Read more: The Different Tests Used to Diagnose Endometriosis 

Potassium Sensitivity Test (PST)

The PST is a diagnostic test developed to detect abnormal permeability of the bladder epithelium, a key factor in the pathophysiology of IC. Previous studies have validated the use of the PST in diagnosing IC, particularly at the early stages of the disease.

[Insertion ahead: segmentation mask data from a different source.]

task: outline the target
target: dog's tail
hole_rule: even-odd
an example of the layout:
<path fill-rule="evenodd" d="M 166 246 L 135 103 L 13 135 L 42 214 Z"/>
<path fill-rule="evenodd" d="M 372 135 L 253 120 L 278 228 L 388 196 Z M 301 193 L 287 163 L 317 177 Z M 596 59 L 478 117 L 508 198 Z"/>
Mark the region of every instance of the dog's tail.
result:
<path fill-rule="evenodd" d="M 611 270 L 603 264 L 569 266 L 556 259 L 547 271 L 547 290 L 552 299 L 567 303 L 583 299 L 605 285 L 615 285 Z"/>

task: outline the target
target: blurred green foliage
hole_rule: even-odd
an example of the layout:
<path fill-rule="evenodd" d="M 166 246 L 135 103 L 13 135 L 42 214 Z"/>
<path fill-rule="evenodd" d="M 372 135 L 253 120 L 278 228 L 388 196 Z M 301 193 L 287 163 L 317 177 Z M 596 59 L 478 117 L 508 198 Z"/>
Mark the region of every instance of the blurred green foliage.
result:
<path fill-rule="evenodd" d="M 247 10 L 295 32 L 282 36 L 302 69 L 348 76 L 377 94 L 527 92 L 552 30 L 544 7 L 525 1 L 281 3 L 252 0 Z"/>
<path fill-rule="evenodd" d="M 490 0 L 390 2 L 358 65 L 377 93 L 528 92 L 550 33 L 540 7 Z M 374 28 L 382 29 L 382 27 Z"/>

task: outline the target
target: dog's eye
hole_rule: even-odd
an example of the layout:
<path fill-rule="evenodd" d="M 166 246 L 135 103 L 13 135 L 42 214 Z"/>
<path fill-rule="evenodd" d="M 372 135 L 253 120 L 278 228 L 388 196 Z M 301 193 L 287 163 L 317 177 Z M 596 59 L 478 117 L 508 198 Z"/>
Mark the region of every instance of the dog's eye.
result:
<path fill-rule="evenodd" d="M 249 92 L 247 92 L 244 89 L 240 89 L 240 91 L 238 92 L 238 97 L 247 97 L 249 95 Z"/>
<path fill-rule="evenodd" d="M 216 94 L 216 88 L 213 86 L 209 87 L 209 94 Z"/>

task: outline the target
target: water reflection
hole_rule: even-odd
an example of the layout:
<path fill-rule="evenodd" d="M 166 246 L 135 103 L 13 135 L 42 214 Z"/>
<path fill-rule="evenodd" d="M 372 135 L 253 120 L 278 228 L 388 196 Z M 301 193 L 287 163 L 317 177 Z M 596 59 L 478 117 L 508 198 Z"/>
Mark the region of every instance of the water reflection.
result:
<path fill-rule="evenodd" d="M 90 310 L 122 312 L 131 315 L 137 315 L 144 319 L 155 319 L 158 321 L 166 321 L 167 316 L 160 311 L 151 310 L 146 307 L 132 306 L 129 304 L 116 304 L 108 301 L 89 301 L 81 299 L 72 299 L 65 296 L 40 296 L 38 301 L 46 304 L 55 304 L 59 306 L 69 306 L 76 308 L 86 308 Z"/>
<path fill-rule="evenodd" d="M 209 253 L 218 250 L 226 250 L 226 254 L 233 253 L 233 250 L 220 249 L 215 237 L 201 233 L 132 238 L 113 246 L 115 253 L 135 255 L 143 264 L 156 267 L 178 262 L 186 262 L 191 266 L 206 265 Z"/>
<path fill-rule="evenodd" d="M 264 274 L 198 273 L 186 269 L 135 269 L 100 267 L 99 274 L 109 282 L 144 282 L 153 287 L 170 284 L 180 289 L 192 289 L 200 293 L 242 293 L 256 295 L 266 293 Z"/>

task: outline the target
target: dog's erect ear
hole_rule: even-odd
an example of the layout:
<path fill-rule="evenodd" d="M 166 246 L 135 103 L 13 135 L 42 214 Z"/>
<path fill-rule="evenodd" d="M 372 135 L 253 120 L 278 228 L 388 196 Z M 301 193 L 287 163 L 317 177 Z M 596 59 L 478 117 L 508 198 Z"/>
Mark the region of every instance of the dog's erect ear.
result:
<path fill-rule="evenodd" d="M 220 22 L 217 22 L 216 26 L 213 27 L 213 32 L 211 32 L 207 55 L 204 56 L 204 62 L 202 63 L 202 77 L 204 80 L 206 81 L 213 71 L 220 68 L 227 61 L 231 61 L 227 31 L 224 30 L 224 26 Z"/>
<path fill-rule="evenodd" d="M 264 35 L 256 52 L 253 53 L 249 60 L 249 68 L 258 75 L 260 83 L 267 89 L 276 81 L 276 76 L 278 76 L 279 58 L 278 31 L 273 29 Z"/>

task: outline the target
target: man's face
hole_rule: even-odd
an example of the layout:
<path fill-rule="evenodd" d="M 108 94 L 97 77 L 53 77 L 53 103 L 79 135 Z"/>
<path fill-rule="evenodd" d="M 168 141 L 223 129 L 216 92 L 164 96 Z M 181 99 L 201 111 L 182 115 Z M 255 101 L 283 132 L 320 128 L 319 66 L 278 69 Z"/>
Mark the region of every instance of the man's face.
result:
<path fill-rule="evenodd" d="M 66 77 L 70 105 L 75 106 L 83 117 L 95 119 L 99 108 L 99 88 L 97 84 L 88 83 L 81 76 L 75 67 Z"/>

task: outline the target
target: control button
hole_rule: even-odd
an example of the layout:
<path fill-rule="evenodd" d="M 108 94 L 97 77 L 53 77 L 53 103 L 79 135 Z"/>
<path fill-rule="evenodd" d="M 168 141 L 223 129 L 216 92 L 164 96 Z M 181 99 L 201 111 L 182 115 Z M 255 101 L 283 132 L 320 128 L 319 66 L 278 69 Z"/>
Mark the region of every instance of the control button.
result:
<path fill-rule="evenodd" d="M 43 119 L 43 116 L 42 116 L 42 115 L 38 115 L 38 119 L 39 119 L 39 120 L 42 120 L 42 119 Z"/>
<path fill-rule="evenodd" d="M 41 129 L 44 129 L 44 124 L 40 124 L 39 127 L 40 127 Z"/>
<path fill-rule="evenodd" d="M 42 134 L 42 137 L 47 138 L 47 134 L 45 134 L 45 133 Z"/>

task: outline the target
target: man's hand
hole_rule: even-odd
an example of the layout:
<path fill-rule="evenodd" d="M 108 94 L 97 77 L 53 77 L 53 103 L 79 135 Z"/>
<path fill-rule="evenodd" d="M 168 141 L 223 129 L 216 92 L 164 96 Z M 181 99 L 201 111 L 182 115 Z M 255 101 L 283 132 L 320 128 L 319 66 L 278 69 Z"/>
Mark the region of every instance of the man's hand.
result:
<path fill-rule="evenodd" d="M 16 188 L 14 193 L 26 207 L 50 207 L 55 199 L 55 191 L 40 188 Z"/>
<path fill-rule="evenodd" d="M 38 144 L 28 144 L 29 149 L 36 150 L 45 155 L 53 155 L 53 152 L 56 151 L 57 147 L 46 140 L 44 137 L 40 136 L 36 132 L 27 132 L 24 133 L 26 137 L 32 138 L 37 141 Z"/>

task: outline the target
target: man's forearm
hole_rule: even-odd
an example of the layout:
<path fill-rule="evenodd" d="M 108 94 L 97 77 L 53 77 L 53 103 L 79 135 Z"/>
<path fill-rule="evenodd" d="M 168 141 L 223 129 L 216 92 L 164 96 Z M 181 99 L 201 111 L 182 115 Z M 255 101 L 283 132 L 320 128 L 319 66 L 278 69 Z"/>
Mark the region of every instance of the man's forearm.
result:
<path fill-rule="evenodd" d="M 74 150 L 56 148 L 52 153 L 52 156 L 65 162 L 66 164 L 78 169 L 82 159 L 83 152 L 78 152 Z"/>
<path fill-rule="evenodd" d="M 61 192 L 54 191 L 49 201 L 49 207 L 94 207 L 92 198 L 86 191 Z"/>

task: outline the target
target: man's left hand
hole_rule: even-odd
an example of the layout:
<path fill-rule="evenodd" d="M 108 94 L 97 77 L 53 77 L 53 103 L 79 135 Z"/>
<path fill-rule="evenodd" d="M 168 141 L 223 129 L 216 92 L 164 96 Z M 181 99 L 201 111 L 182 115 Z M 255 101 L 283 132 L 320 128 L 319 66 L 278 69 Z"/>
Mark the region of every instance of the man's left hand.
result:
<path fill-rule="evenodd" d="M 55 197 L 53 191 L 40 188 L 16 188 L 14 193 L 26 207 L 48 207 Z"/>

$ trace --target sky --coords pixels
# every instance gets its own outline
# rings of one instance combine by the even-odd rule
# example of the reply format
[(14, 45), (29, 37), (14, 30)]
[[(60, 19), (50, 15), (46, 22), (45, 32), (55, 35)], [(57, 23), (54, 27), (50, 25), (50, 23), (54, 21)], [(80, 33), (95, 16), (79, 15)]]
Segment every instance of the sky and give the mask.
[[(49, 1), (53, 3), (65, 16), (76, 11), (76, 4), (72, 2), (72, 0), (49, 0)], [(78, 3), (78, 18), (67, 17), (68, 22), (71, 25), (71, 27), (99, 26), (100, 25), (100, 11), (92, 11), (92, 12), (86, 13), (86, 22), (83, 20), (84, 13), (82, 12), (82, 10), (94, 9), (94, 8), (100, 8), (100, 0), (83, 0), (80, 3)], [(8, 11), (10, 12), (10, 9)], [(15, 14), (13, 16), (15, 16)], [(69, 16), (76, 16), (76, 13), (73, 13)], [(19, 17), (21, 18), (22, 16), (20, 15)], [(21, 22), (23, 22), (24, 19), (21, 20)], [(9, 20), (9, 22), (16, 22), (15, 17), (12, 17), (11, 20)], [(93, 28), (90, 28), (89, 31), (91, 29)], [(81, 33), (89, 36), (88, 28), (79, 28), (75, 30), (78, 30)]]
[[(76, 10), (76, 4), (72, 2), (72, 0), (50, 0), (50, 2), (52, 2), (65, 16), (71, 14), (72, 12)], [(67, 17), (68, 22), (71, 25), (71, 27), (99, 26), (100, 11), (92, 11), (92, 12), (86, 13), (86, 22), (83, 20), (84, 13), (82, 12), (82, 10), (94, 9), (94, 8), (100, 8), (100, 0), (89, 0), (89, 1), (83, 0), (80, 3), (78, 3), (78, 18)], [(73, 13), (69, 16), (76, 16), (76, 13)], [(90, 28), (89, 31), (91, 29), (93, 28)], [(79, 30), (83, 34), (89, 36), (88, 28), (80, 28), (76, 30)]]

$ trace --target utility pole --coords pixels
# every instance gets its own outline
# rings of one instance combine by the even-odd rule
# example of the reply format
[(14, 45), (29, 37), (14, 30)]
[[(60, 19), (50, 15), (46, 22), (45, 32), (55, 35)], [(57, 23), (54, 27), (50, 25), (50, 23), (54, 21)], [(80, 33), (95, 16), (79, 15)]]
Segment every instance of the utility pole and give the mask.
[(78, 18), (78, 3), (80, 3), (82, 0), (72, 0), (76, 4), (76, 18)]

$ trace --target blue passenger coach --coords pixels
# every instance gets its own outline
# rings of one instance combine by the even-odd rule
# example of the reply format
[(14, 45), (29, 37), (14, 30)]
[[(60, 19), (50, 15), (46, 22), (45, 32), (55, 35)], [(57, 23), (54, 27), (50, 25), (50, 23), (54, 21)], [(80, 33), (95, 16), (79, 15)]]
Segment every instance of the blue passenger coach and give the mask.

Cystoscopy with Hydrodistention

Cystoscopy with hydrodistention is a diagnostic procedure often used to confirm the presence of IC. The bladder is filled with sterile water under passive hydrostatic pressure, then slowly drained. The presence of submucosal petechial hemorrhages, or glomerulations, confirms the diagnosis of IC.

Biopsy

During cystoscopy under anesthesia, your provider may remove a sample of tissue (biopsy) from the bladder and the urethra for examination under a microscope. This is to check for bladder cancer and other rare causes of bladder pain.

Urine cytology

Your provider collects a urine sample and examines the cells to help rule out cancer.

Conclusion

This article highlights the complex interplay between IC and endometriosis in the context of CPP. It underscores the need for careful evaluation and simultaneous consideration of these conditions in patients with CPP. A multidisciplinary approach, including the use of PST and concurrent cystoscopy and laparoscopy, is crucial for accurate diagnosis and effective treatment of concurrent interstitial cystitis and endometriosis.